Japan’s new 25-year energy plan has met some problems. Pressure from the United States dramatically scaled back its participation in a new Iran oil field. Exxon Mobil Co. canceled its plans to sell Russian natural gas to Japan and agreed to sell it to China instead. Russia is delaying a second Sakhalin gas development involving Japan for environmental reasons.

This summer, a travel agent asked us to coordinate a visit to Illinois ethanol plants for University of Tokyo researchers. Suddenly, the trip was canceled. Just as suddenly, it was re-scheduled—this time for engineers from Mitsubishi Heavy Industries.

The Mitsubishi engineers intend to assess the feasibility of developing ethanol manufacturing facilities using either rice, wheat or sugar cane. The program’s goal is to reduce Japan’s reliance on imported oil and to cut carbon dioxide emissions. Since Japan imports 60 percent of its food, they will import the raw commodities for the ethanol. They are starting with a 3 percent ethanol blend and expect to reach 10 percent by 2010.
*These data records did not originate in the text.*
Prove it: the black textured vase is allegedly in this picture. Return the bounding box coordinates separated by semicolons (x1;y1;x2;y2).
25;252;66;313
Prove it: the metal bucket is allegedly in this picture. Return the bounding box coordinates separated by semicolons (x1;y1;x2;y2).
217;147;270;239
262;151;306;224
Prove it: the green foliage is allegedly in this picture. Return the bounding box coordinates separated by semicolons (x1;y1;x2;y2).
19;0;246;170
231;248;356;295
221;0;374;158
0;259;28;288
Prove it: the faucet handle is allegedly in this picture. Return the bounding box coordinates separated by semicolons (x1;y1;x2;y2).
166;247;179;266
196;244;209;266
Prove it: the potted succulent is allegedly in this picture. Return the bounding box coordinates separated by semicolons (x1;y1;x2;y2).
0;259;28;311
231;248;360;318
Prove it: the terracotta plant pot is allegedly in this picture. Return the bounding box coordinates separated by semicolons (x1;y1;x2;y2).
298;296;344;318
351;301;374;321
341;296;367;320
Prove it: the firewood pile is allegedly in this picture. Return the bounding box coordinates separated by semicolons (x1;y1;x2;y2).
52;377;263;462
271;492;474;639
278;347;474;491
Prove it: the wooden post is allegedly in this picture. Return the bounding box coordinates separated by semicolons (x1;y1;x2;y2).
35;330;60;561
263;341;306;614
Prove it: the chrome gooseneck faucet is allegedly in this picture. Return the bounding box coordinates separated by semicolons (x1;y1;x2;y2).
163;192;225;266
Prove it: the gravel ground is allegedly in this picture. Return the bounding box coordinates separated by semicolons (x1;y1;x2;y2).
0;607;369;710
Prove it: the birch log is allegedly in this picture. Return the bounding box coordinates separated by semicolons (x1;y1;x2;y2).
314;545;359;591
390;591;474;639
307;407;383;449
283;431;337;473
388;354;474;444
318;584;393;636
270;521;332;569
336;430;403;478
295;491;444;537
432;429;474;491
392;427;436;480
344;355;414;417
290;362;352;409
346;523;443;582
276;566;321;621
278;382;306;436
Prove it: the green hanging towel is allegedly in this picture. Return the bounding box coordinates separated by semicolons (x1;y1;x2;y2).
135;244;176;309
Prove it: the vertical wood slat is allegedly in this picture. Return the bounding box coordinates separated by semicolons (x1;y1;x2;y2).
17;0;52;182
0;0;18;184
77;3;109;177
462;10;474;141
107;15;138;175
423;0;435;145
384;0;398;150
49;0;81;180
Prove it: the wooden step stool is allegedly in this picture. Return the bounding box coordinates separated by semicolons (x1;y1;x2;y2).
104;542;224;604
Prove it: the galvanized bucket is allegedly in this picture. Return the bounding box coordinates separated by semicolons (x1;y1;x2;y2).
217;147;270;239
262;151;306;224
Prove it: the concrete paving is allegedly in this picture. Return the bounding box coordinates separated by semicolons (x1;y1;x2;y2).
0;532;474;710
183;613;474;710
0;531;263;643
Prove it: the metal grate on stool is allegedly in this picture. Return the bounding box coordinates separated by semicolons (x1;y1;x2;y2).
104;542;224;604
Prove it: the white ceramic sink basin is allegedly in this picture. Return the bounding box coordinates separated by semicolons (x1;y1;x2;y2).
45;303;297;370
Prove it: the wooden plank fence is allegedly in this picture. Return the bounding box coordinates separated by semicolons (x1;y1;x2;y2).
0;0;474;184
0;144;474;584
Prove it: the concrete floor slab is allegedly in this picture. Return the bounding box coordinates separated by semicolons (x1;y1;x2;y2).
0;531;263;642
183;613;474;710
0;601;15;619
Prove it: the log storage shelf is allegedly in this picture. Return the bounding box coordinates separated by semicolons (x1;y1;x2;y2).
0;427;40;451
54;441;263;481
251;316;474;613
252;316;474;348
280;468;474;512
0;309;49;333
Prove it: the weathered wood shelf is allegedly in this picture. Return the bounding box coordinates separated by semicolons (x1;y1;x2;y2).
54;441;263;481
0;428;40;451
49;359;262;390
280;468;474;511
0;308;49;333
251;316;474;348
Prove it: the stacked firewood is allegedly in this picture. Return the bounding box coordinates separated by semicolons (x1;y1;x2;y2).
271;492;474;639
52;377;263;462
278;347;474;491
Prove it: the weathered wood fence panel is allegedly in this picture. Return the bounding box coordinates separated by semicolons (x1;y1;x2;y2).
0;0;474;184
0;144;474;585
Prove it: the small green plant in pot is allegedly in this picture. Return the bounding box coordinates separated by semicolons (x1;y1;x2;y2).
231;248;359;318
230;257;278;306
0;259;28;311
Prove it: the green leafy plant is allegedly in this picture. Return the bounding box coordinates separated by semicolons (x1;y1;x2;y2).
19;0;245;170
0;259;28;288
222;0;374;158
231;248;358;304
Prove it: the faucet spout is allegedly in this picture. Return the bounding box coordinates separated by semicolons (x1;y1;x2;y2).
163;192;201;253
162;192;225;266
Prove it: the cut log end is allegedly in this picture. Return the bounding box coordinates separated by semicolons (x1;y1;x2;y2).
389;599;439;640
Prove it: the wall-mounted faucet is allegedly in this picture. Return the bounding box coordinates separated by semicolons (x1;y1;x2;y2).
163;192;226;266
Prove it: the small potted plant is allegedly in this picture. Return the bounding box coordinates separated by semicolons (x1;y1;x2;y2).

According to the GAIN agricultural report, a Japanese firm has developed a nanotechnology membrane to reduce the cost of ethanol dehydration and has invested in Brazil to improve ethanol production and supply. Ethanol dehydration is an energy intensive process that removes the last 5 percent of the remaining water. If the technology proves successful, it is likely to gain wide industrial acceptance as it would lower costs and save energy now used in dehydration.

Since biofuels are gaining global acceptance as a replacement for oil, technological advances in their production will continue. But critics remind us that their role is limited, and their production raises other environmental issues. While finding replacement fuels is helpful, dramatic changes in our inefficient transportation practices are crucial in reducing global climate change.